Residents were fuming after receiving £70 fines – when double-yellow lines were painted UNDERNEATH their parked cars.
Locals claim workers getting on thei hands and knees to paint the lines beneath their vehicles.
The five bay parking spaces have been used by residents a 35-flat block since it opened 25 years ago.
Concerned residents last week saw borough council signs put up warning that works were going to take place.
But they say they were twice reassured by the council that double yellow lines would not be painted.

But now, two pensioners living in George Hall Court in Swindon, Wilts., have been handed £70 parking fines for parking outside the block – just hours after double yellows were painted.
Don Connell, 70, who has lived in the Cavendish Square block of flats since July 2017, has sworn not to pay the ticket.
He said: “This is discrimination. He [the line painter] has gone down on his hands and knees to come and do this.”
And his neighbour Colin Dent, 82, said he was also handed a parking fine – when he left his car outside the block after picking up his granddaughter from school.
He said: “I’m 82 – this is the first ticket I’ve ever had.”
Swindon Borough Council said they had simply restored the double yellow lines that had been in place before the Cavendish Square development, which began ten years ago in 2008.
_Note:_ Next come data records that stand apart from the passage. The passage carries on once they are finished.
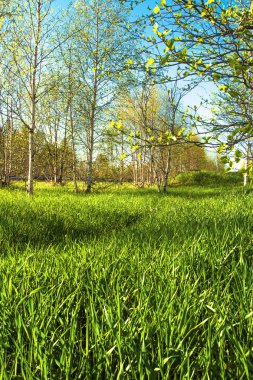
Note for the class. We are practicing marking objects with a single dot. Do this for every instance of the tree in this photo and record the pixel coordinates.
(27, 51)
(101, 50)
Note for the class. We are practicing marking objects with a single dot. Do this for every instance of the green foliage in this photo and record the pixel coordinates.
(127, 284)
(205, 178)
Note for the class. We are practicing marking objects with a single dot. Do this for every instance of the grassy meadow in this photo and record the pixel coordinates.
(126, 284)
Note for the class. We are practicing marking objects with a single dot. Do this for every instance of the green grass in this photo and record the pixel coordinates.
(126, 284)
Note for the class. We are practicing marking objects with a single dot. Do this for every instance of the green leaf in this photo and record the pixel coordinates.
(150, 61)
(156, 9)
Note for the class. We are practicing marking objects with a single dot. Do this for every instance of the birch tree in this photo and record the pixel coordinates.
(28, 49)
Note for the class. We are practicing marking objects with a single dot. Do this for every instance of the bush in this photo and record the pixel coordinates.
(203, 178)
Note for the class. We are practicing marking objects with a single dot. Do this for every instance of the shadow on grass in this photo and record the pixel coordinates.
(39, 229)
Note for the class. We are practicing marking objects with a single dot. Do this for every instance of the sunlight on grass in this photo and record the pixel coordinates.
(122, 285)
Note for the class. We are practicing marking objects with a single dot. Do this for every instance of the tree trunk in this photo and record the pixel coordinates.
(167, 169)
(29, 187)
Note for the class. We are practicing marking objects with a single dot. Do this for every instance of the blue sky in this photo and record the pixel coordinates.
(194, 97)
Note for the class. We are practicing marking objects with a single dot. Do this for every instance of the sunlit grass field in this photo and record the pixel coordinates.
(126, 284)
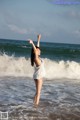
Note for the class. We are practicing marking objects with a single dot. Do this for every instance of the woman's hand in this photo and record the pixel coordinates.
(30, 41)
(39, 37)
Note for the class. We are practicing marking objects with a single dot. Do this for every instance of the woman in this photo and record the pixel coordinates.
(39, 68)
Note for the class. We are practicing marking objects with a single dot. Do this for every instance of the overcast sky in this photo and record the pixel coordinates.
(56, 20)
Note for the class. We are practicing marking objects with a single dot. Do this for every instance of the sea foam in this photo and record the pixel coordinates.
(21, 66)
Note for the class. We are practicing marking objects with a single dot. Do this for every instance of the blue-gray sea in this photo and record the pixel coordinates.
(60, 95)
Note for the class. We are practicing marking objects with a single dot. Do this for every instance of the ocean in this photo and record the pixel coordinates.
(60, 95)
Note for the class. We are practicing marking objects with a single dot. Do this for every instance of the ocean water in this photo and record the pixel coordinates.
(60, 96)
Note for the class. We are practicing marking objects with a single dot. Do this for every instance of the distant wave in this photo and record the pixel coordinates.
(21, 66)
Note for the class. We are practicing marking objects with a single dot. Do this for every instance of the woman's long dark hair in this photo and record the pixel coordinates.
(33, 55)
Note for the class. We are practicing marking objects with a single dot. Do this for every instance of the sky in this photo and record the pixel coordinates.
(56, 20)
The council said that a resident had complained that parking there posed a “road safety hazard”.
But Maggie Hathaway-Mills, vice-chairman of the Tenants Association for Sheltered Housing (TASH), said that the small section of road has been de-facto parking for George Hall Court residents for over 20 years.
The 65-year-old said: “People have been parking there since it opened 25 years ago.
“That’s always been our allocated parking. Those five spaces are the only ones we’ve got.”
She added that parking their cars in the nearby Cavendish Square car parks could invalidate their insurance.
Maggie said residents have received little communication from the council about the works.

Workers in a borough council-branded truck had left up signs last week warning about the works.
But when quizzed by TASH about the plans, the borough’s Highways and Sheltered Housing Departments assured the group that there were no plans to paint double yellow lines along the road.
The signs were removed, but reappeared just days later, prompting TASH to meet with Swindon Borough Council’s head of sheltered housing, Mark Barnet.
Speaking of the meeting with Mr Barnet, Maggie said: “Again, we got told it wasn’t going to happen. Then less than 24 hours later they do this.
“It’s unbelievable. There have been no signs, no notices.”
Swindon Borough Council said that a Traffic Regulation Order had been in place for Royston Road – at least since the area was redeveloped in the 1990s.
A spokesman said: “Unfortunately, for some reason the yellow lines on this particular section of the road were removed a few years ago.
“We believe this was at some point during the Cavendish Square redevelopment.
“We recently received a complaint from a member of the public about cars being parked in Royston Road creating a road safety hazard.
“It was then after examining our records that it became apparent the yellow lines had not been replaced.
“Our workmen put out signs warning residents that the lines would be repainted two weeks before the start of the works.
“These were repeatedly removed or vandalised with vehicles being parked in their place.
“We appreciate the frustration of residents, but the parking restrictions are in place to ensure road safety and to allow traffic to flow freely along Royston Road.”